One way to go deeper into this is to apply Ian MacDonald's ideas from his classic book Systems Leadership: Creating Positive Organizations. Competing on imagination is an example of Level of Work IV and above. It comes under the role of Systems Designer. MacDonald has a lot to say about systems design and has identified twenty critical systems design questions. The key is to approach each of these questions as a search for what may be possible. Imagination opens new possibilities and looks for ways to make these possibilities real.

  1. What is the purpose of the system?

  2. Who is/should be the owner?

  3. Who is/should be the custodian/designer?

  4. What is the underlying theory?

  5. How is it to be measured?

  6. Is it a system of differentiation or equalisation?

  7. What are the current 'benefits' of the poor system?

  8. What are the boundaries of the system?

  9. What are the linkages with other systems?

  10. What structural boundaries does it cross?

  11. Is the system one of transfer or transformation?

  12. Are authorities and accountabilities consistent with role?

  13. Are there proper controls built into the system?

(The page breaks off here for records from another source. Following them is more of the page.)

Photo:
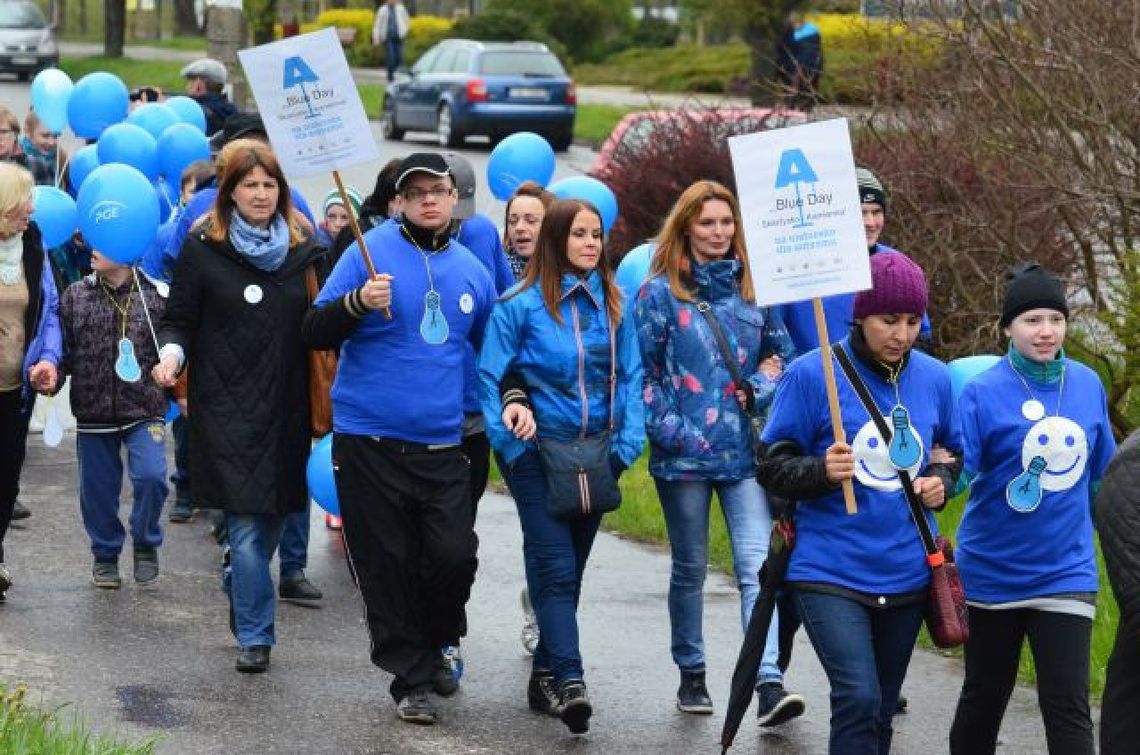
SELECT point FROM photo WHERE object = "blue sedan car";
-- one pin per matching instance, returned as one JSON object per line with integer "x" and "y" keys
{"x": 463, "y": 88}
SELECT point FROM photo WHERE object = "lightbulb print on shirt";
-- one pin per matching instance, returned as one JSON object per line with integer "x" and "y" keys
{"x": 872, "y": 459}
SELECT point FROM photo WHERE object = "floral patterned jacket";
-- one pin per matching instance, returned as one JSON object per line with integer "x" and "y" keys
{"x": 695, "y": 425}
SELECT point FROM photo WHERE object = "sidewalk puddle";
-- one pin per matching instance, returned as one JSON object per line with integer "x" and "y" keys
{"x": 149, "y": 706}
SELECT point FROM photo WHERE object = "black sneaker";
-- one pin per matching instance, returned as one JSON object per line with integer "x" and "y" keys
{"x": 416, "y": 707}
{"x": 576, "y": 707}
{"x": 300, "y": 591}
{"x": 542, "y": 693}
{"x": 776, "y": 705}
{"x": 180, "y": 512}
{"x": 692, "y": 695}
{"x": 146, "y": 566}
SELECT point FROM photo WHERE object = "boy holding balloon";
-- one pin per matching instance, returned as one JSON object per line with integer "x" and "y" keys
{"x": 110, "y": 347}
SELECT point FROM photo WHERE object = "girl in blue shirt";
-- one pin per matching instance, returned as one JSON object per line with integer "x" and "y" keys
{"x": 861, "y": 581}
{"x": 698, "y": 422}
{"x": 1036, "y": 440}
{"x": 562, "y": 331}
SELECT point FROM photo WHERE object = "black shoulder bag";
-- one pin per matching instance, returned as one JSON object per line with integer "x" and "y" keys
{"x": 578, "y": 476}
{"x": 947, "y": 618}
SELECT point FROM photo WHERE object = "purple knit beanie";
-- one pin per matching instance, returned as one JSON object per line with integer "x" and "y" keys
{"x": 897, "y": 286}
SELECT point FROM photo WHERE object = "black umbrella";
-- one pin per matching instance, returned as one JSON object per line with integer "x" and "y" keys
{"x": 748, "y": 663}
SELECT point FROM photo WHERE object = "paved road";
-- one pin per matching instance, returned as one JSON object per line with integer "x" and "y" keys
{"x": 159, "y": 660}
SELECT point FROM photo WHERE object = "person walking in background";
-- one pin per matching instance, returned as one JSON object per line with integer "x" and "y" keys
{"x": 698, "y": 422}
{"x": 31, "y": 344}
{"x": 112, "y": 313}
{"x": 1118, "y": 526}
{"x": 390, "y": 29}
{"x": 860, "y": 582}
{"x": 205, "y": 81}
{"x": 799, "y": 63}
{"x": 235, "y": 313}
{"x": 1036, "y": 440}
{"x": 562, "y": 331}
{"x": 402, "y": 480}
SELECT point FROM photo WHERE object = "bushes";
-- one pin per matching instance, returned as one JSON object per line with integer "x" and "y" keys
{"x": 424, "y": 31}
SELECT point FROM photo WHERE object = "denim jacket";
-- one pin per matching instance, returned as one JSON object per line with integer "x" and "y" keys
{"x": 566, "y": 367}
{"x": 695, "y": 425}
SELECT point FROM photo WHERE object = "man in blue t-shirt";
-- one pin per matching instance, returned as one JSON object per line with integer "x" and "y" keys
{"x": 402, "y": 480}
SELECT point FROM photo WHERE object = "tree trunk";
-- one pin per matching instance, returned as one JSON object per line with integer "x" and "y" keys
{"x": 114, "y": 18}
{"x": 186, "y": 21}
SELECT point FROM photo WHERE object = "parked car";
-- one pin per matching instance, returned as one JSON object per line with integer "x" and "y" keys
{"x": 636, "y": 129}
{"x": 463, "y": 88}
{"x": 27, "y": 42}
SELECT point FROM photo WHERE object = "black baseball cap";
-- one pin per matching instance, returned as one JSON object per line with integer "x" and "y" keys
{"x": 422, "y": 162}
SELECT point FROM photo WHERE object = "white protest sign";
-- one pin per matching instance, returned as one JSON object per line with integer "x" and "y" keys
{"x": 310, "y": 104}
{"x": 800, "y": 206}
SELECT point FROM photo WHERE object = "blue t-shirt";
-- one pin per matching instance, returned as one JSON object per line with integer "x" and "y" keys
{"x": 799, "y": 317}
{"x": 479, "y": 234}
{"x": 1006, "y": 554}
{"x": 390, "y": 382}
{"x": 878, "y": 549}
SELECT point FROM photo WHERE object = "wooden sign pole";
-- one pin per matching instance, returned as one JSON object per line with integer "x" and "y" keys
{"x": 829, "y": 375}
{"x": 357, "y": 234}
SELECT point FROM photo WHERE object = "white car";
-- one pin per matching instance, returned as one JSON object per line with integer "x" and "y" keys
{"x": 27, "y": 42}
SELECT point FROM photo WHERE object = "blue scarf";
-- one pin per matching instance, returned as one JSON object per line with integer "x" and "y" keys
{"x": 263, "y": 248}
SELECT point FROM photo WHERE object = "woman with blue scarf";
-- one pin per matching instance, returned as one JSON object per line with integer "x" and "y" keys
{"x": 236, "y": 303}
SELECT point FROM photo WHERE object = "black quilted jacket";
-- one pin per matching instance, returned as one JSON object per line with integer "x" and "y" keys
{"x": 1118, "y": 525}
{"x": 249, "y": 382}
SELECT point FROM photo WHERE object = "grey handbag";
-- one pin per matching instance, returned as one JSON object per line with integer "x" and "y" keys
{"x": 578, "y": 476}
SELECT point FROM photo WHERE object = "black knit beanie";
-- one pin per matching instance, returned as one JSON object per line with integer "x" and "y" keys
{"x": 1031, "y": 286}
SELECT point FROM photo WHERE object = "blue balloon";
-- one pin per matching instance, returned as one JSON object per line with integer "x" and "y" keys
{"x": 98, "y": 100}
{"x": 131, "y": 145}
{"x": 965, "y": 370}
{"x": 154, "y": 116}
{"x": 168, "y": 200}
{"x": 593, "y": 191}
{"x": 319, "y": 475}
{"x": 117, "y": 212}
{"x": 522, "y": 156}
{"x": 55, "y": 214}
{"x": 82, "y": 163}
{"x": 179, "y": 146}
{"x": 51, "y": 89}
{"x": 187, "y": 111}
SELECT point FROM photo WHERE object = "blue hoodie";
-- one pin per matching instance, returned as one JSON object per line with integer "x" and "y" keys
{"x": 390, "y": 382}
{"x": 561, "y": 363}
{"x": 695, "y": 425}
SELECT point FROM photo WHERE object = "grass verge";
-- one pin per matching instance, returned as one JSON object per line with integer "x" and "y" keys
{"x": 24, "y": 729}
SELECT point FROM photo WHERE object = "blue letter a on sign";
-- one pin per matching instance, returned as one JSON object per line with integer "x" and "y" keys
{"x": 298, "y": 72}
{"x": 794, "y": 169}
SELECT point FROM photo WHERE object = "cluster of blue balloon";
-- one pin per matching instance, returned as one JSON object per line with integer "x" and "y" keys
{"x": 128, "y": 180}
{"x": 527, "y": 156}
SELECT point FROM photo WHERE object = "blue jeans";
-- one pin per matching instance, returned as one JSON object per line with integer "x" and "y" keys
{"x": 865, "y": 652}
{"x": 554, "y": 552}
{"x": 685, "y": 504}
{"x": 246, "y": 579}
{"x": 100, "y": 480}
{"x": 293, "y": 551}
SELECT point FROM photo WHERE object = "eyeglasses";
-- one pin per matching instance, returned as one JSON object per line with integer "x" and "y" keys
{"x": 416, "y": 194}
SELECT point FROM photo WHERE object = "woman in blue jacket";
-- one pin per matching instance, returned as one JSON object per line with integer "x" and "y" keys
{"x": 558, "y": 330}
{"x": 861, "y": 581}
{"x": 699, "y": 432}
{"x": 31, "y": 344}
{"x": 1036, "y": 440}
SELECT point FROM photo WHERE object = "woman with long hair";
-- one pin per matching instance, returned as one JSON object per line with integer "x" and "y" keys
{"x": 236, "y": 305}
{"x": 860, "y": 581}
{"x": 562, "y": 331}
{"x": 698, "y": 421}
{"x": 1037, "y": 440}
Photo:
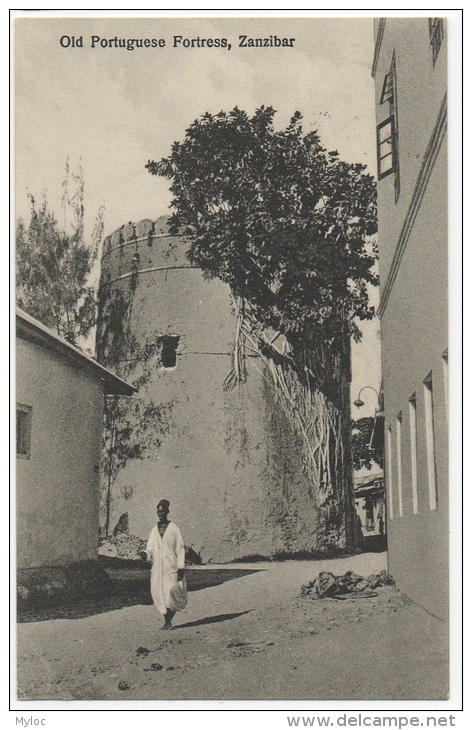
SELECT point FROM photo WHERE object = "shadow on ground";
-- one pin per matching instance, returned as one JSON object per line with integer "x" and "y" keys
{"x": 128, "y": 586}
{"x": 374, "y": 544}
{"x": 212, "y": 619}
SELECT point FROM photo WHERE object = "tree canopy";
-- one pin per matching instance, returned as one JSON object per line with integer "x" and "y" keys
{"x": 279, "y": 218}
{"x": 53, "y": 265}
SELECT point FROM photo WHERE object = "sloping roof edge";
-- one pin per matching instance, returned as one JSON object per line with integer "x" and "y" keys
{"x": 30, "y": 329}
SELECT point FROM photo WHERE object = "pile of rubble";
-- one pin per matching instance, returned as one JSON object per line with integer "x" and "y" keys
{"x": 327, "y": 585}
{"x": 126, "y": 547}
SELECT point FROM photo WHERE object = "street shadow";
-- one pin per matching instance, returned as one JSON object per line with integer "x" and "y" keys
{"x": 212, "y": 619}
{"x": 374, "y": 544}
{"x": 125, "y": 588}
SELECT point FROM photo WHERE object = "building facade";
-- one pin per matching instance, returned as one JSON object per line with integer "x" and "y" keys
{"x": 409, "y": 69}
{"x": 229, "y": 459}
{"x": 59, "y": 410}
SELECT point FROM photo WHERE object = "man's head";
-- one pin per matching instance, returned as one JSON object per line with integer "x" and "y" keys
{"x": 163, "y": 509}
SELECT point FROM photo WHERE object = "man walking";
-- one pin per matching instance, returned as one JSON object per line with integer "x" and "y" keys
{"x": 166, "y": 549}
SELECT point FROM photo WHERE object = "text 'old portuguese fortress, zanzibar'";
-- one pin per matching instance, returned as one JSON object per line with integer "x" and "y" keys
{"x": 229, "y": 459}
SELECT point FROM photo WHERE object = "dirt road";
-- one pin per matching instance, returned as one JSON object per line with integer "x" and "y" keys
{"x": 249, "y": 638}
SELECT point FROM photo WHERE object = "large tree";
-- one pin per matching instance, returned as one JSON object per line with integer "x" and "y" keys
{"x": 54, "y": 263}
{"x": 289, "y": 227}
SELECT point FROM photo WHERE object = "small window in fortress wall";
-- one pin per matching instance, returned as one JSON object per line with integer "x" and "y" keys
{"x": 168, "y": 350}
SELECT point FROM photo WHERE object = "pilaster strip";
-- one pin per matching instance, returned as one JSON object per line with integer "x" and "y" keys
{"x": 422, "y": 181}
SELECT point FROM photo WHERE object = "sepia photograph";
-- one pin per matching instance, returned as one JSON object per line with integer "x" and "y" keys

  14. Is there an effective audit process?

  15. Has the social process analysis been done?

  16. Is there a fully outline flowchart?

  17. Is there a design plan that addresses the critical issues?

  18. Is there full system documentation?

  19. What is the implementation plan?

  20. What is the final cost of design and implementation?

We are currently looking at ways to weave MacDonald's ideas into competency models to help people move from one level of work to another.

Competing on resilience

One consequence of all of these changes is more change, and change is not always for the better. In the 2020s organizations can expect to experience more internal and external shocks. The grounds of competition, collaboration and innovation will change quickly as boundaries shift. This makes resilience a core organizational capability.

Resilience has two aspects. The ability of a system to flex and then come back into configuration after a stress. The ability of a system to reconfigure (evolve) so that it can cooperate and compete in new value webs.

Reconfiguration almost always requires new skills and connecting existing skills in new ways (another reason why a simple list of skills will not cut it in the new world).

On our skill management platform, one way we enable resilience is by helping individuals and organizations identify their potential skills and to build their foundational skills.

Potential skills are those skills that people have or could readily develop that are not currently being applied (application comes in again). Our system enables this by suggesting skills to people and making it easier to find people with potential skills.

Foundational skills are the skills we use to develop new skills. Historically, companies have tended to over invest in applied skills and have assumed that people have or will invest in their foundational skills. This will not cut it in the 2020s. The need for rapid learning, imagination and resilience means that investment in foundational skills should be folded in with investments in specific business, technical, domain or tool specific skills.